Btrfs + UnionFS + SnapRAID

  • I'm playing around with OMV for the first time in years. Needless to say, this project didn't have all these options back when it began... I was curious if anyone is running (or has played with) this type of setup?


    Basically, I have 4-5 HDDs, of varying size, formatted Btrfs. They're all pooled together with UnionFS - with the exception of one of the largest HDDs. Then, I have them set up with SnapRAID; one HDD is for parity and the others are data/content HDDs. The OMV server is holding MP4s.


    I'm not looking for snapshots or anything fancy. I just figured Btrfs can handle bit rot whenever a file is read. However, not all my movies are read all the time. Years can go by without watching a movie in my collection so I figured SnapRAID could then be scheduled to run weekly or monthly, catching bit rot. I've lost a few movies over the years and had to dig through my box of DVDs in the basement and re-rip them...


    Am I over-complicating the mousetrap or is this not a horrible idea?

    • Offizieller Beitrag

    I just figured Btrfs can handle bit rot whenever a file is read. However, not all my movies are read all the time. Years can go by without watching a movie in my collection so I figured SnapRAID could then be scheduled to run weekly or monthly, catching bit rot.

    There is a difference between BTRFS and SNAPRAID, when it comes to Bitrot. A BTRFS scrub can detect bitrot but unless there are two identical checksumed files,this is done in the BTRFS equivalent of RAID1, it can't do anything about it. Detected errors are uncorrectable.


    On the other hand, SNAPRAID can detect and correct bitrot error on any protected drive. It works, tested.

  • So, given my current needs, what's the recommended way to proceed? I'm still in the testing/playing phase so I can nuke the array and start over without issue. Forgot to mention that I like having the ability to see the files on the other disks even if I loose one from the pool.

    • Offizieller Beitrag

    So, given my current needs,

    Aggregating disks under a common mount point is one matter - that's a separate topic. As it is with most things, there are usually two or more ways to do the same thing.
    _____________________________________________


    Assuming your need is "bitrot detection and correction". in preservation of older files, there are two options that I'm aware of, that are supported by OMV:
    - A RAID1 or 10 implementation of a CoW filesystem like BTRFS or ZFS: ((It is possible, BTW, to achieve 2 checksumed files in ZFS, with a simple volume using the copies=2 option. I don't know if this is possible with BTRFS.)
    In both cases, BTRFS and ZFS, two identical files are required to correct bit rot. This is done by overwriting the corrupt file, with the 2nd copy that still matches it's checksum.
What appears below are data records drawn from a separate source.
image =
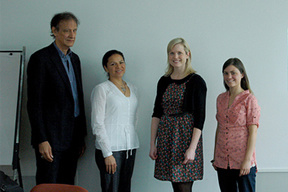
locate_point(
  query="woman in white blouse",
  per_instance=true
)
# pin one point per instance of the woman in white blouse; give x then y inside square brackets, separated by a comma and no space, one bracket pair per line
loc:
[114,106]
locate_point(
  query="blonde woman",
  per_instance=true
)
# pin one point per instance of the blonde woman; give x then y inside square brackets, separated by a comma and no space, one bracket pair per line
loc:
[177,121]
This works well, but the downside to this approach is the loss of 50% of disk real estate to house the 2nd copy of each file.
    - SNAPRAID:
    All that's required for bitrot protection, with SNAPRAID, is that the file is on a protected disk. SNAPRAID uses file checksums, the content file, and parity information to correct bitrot. The disk real estate requirement for SNAPRAID depends on the number of disks being protected but it could be as little as 20%. There's also the added benefit of being able to recreate a failed disk, restoring an older version of a file or folder (as it existed during the last SYNC.)
    If using SNAPRAID, the best choices for a data disk file system are EXT4 and XFS. While others work, they have caveats. (SNAPRAID FAQ)
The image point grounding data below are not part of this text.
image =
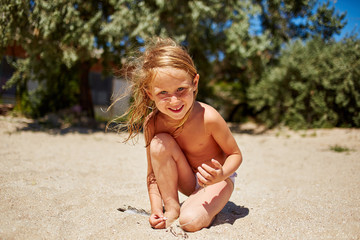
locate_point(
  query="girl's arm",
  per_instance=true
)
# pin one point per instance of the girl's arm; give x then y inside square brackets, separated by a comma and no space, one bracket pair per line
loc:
[156,218]
[221,133]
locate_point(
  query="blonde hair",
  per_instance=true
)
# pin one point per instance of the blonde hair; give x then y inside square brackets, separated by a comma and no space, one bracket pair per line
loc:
[140,71]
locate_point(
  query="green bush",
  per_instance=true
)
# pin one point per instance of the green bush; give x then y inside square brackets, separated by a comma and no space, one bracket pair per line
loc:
[316,84]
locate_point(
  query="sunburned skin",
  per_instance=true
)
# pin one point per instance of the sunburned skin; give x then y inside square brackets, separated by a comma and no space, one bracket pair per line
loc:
[202,146]
[195,141]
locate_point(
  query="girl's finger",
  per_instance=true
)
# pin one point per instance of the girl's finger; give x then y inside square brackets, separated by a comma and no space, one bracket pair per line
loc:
[201,179]
[204,173]
[211,171]
[216,164]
    I'm personally using ZFS in zmirrors (RAID1 equivalent) and SNAPRAID on separate servers. Both work well for detecting and correcting Bitrot.
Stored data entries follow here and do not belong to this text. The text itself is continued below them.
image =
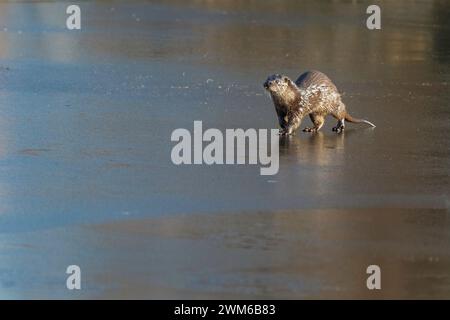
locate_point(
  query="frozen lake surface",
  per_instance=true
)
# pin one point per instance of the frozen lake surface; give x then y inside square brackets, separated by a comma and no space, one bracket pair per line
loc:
[86,176]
  • There is a difference between BTRFS and SNAPRAID, when it comes to Bitrot. A BTRFS scrub can detect bitrot but unless there are two identical checksumed files,this is done in the BTRFS equivalent of RAID1, it can't do anything about it. Detected errors are uncorrectable.
    On the other hand, SNAPRAID can detect and correct bitrot error on any protected drive. It works, tested.

    It ist the Same between btrfs and Snapraid If they are configured the same.


    Both Work.


    Bitrod protection should work in raid5 as well.


    Go for BTRFS If you want something officially supported by the Kernel and in OMV without Plugin


    Go for ZFS If you want something with longer experience in OMV (Plugin). Inform yourself about the licence issues.



    Greetings,
    Hendrik

    • Offizieller Beitrag

    Bitrod protection should work in raid5 as well.

    There's a difference between error detection and correction.
    As a test, try using sector editor from a live distro (something with LDE) and edit a single file in a BTRFS simple volume or the written area of a BTRFS RAID5 array. (A minor change.) A subsequent scrub will "detect" the error, but it won't correct it. Without the second file with a clean, matching checksum, it's an uncorrectable error.

  • Thats not correct.
    For error detection hash is sufficient, no RAID needed.
    For correction RAID 5 will do.


    If your claim was true, RAID 5 was pointless.



    Zitat von Wikipedia

    RAID 5RAID 5 consists of block-level striping with distributed parity. Unlike RAID 4, parity information is distributed among the drives, requiring all drives but one to be present to operate. Upon failure of a single drive, subsequent reads can be calculated from the distributed parity such that no data is lost.

    No Diskeditor Experiments needed. Just read.

    • Offizieller Beitrag

    The Wikipedia article is about "whole drive" replacement using parity - this is what RAID5 does. It is not about single file silent bitrot detection and correction.


    A single RAID5 array, in either of the ZFS or BTRFS flavors, does not protect individual files from bitrot, or restore them to their original state, in a scrub. They can't. That would be like expecting that a MD5 hash from a known good file, could somehow be used to correct that file, when a second incorrect MD5 hash shows the file is corrupt. With a single file checksum that no longer matches, there's no way to reconstruct the data. Without the second file with a good checksum, to overwrite the file with the bad checksum, there is no repair. (A second file is available only in RAID1, RAID10, and other CoW array types where there are at least 2 copies of each file. There is the notable exception in a ZFS simple volume where copies=2 can be used to correct bitrot.)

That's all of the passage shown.